What kind of Messiah were they expecting? The book of Daniel prophesies a ‘kingdom that shall never be destroyed … It shall crush all these kingdoms and bring them to an end’ (Dan 2:44-5). It is clear from the Gospels that this is what the disciples expected from a Messiah, and what the religious leaders were so concerned about. So when Peter said to Jesus ‘You are the Christ’ (the Messiah), everyone knew what he meant. They really thought he was going to throw out the Romans and establish a new Jewish kingdom.

These expectations can be seen in the Gospel reading today. A crucified Messiah did not make any sense. How could he lead the Jewish people to a rebellion? He had clearly failed. The religious leaders mocked Jesus, saying ‘Let him save himself if he is the Messiah of God.’ The soldiers sneered at him, and one of the criminals hanging beside Jesus derided him. Even the form of death that Jesus was subjected to seemed to suggest that he couldn’t be the Messiah, as death by impaling was taboo in Jewish law (Deuteronomy 21:21). For the followers of Jesus this was an utterly devastating end to their dreams. They could not recognise the Messiah they had hoped for in this scourged and dying man.

 

In our second reading today, the letter to the Colossians, it is Paul who squares the circle. For Paul, the Messiah has not come to rule an earthly kingdom, limited in time and space to a particular group of people. No, through Jesus’ death, we have all been rescued from the power of darkness and saved from our sins. The very idea of the Messiah has been expanded to take in all people in all places and it is only because Jesus died for us that we can imagine being admitted to the kingdom of Heaven. This is why Paul says ‘I preach Christ crucified,’ a paradox and a conundrum, but the heart of Christianity (1 Corinthians 1:23).

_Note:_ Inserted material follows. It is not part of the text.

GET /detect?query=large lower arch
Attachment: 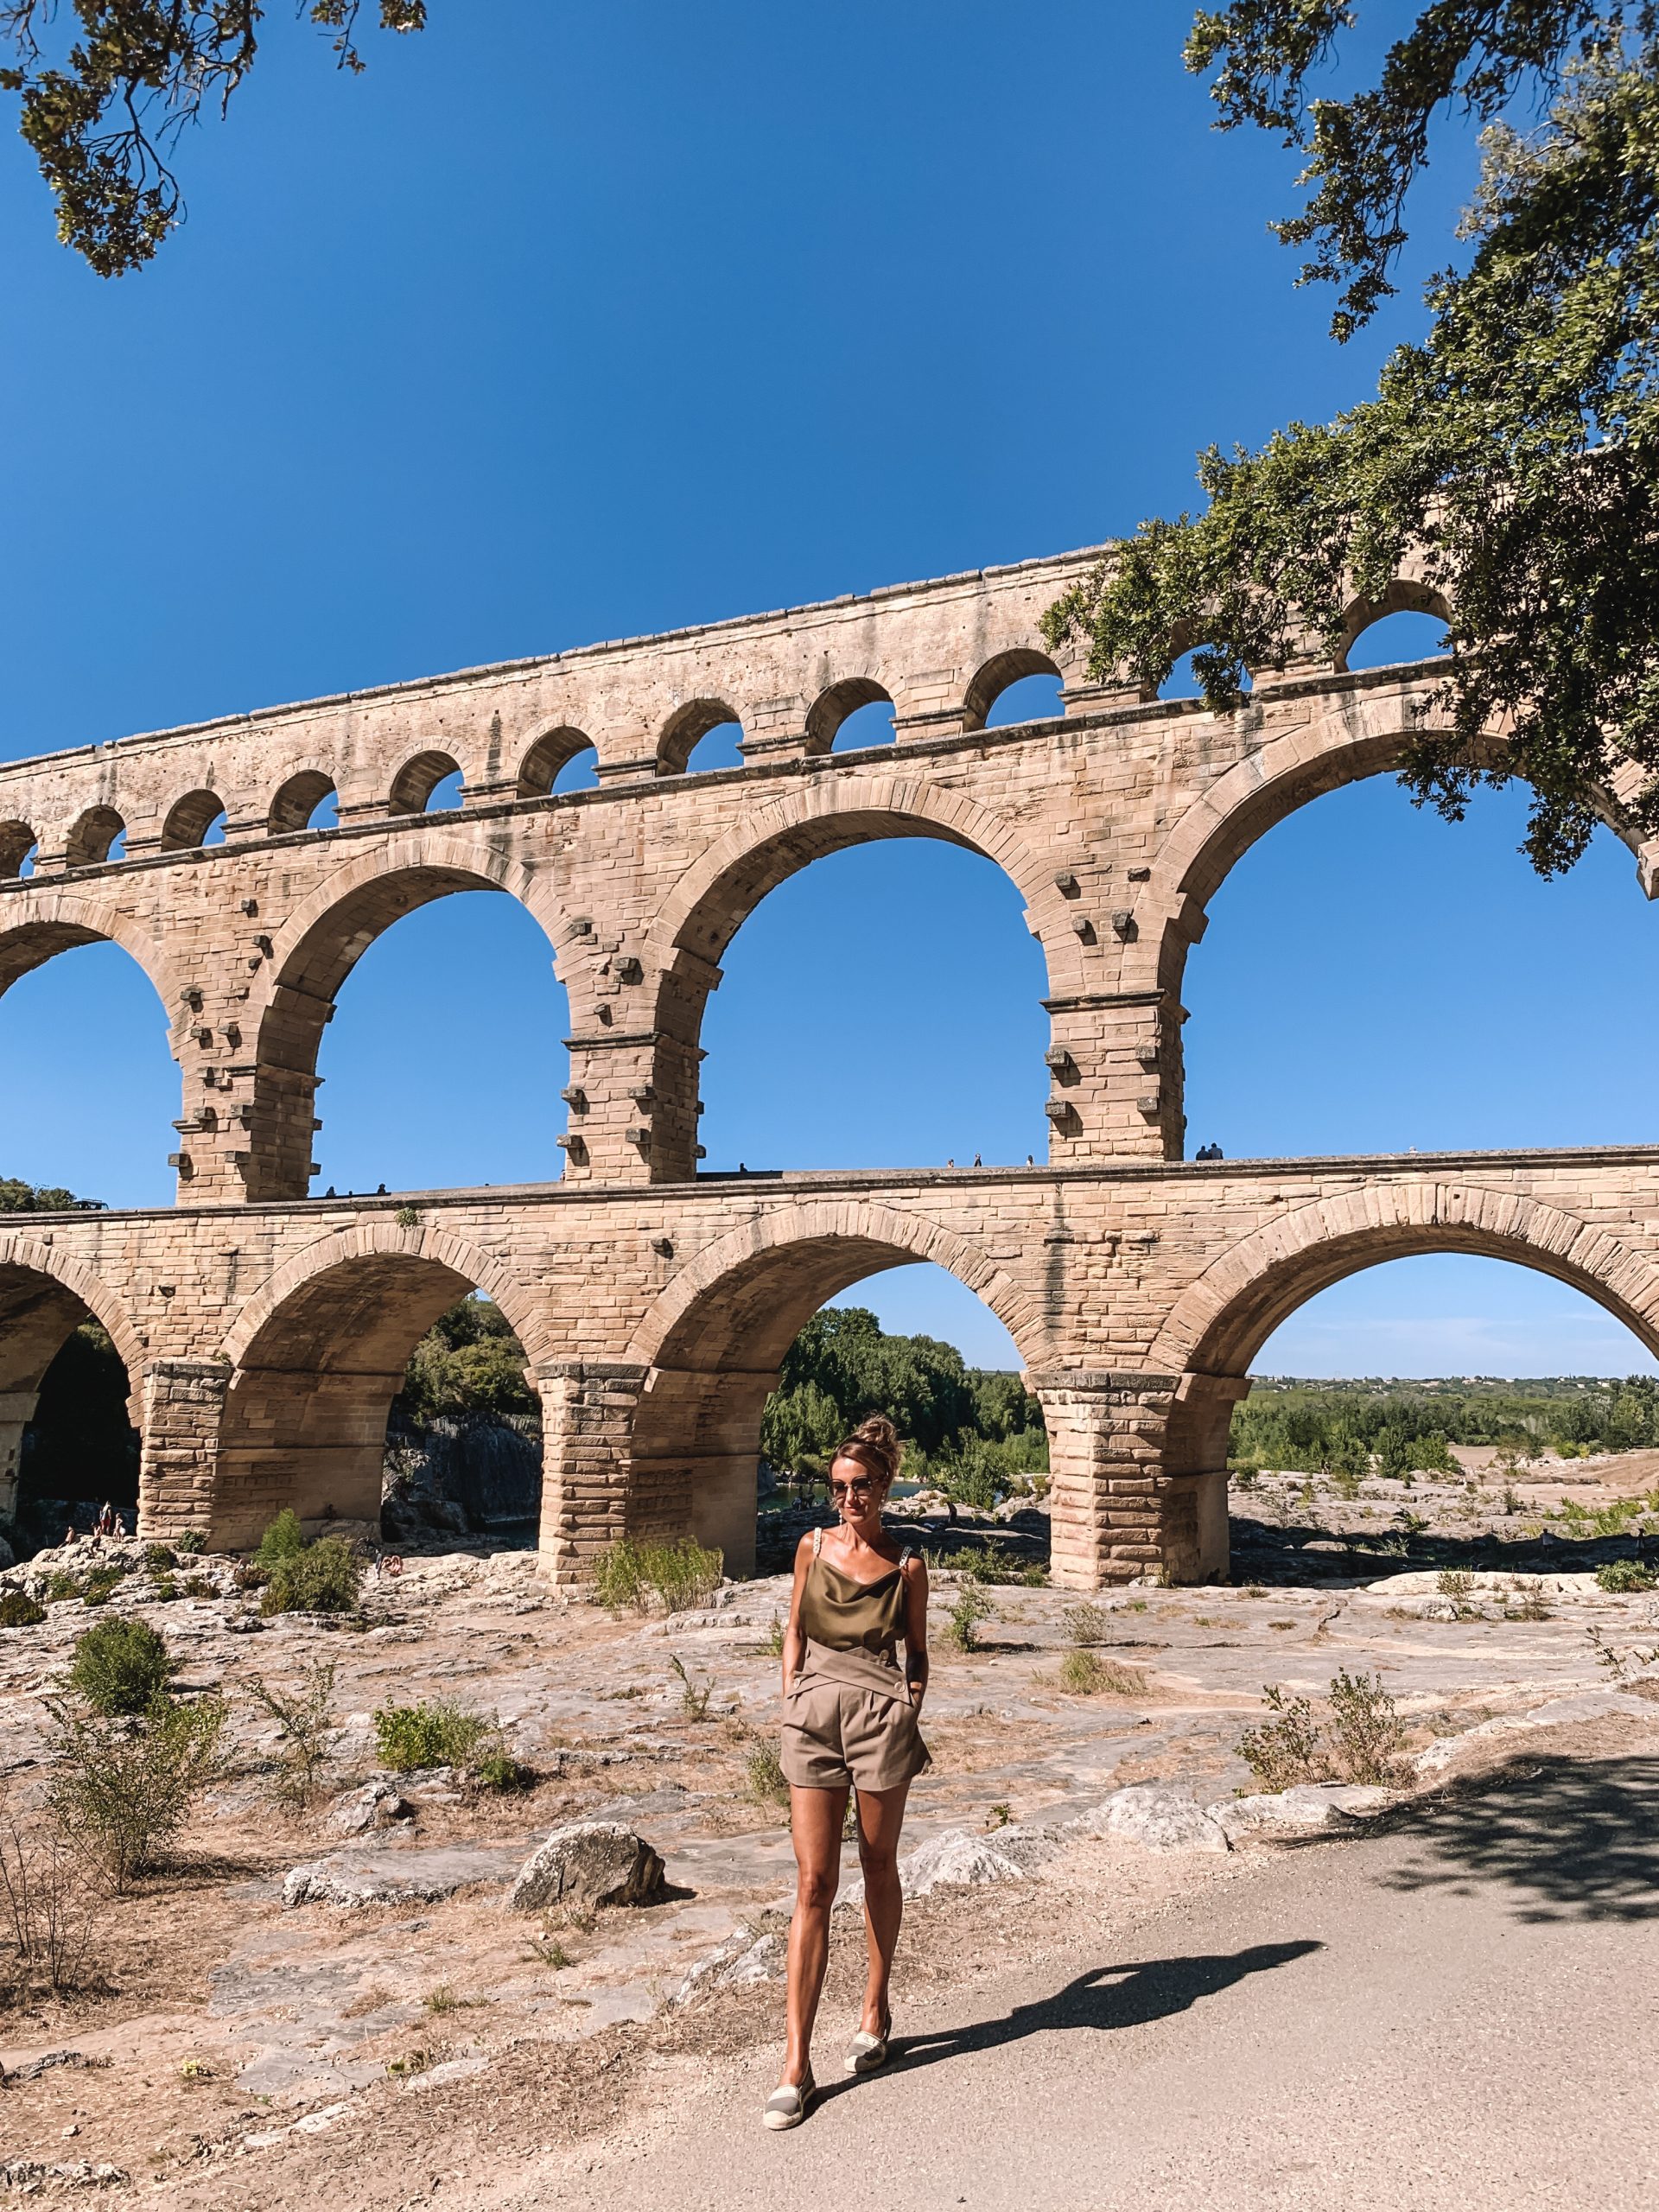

Once our eyes are opened to this paradoxical understanding of the Messiah as servant leader, we see it everywhere in the Gospels. Suddenly we understand why, when James and John ask for the positions of power at Jesus’s left and right hand, Jesus says no. We understand why, when the disciples are quarrelling about who is the greatest, Jesus sets before them a little child as the example they should follow. We understand why Jesus washes the disciples’ feet at the Last Supper, and why they are so shocked. But we should also be aware that Jesus wasn’t just turning the expectations of the Jewish people on their heads. A crucified Christ is a challenge to us too. Remember, the Risen Jesus still had the nail holes in his hands and feet. His death is key to a new understanding of power, authority, and leadership.

On this feast of Christ the King, take a moment to consider how you think about power and authority. What status is dear to your heart, and what would it mean for you to give it up? What does it mean for us to go to the cross, not without hope or meaning, but knowing that Jesus walks every step with us? By giving up what we hold dear, we find our lives anew. We look into the face of our Risen Lord, and acknowledge him as our Messiah, our Saviour, and our King.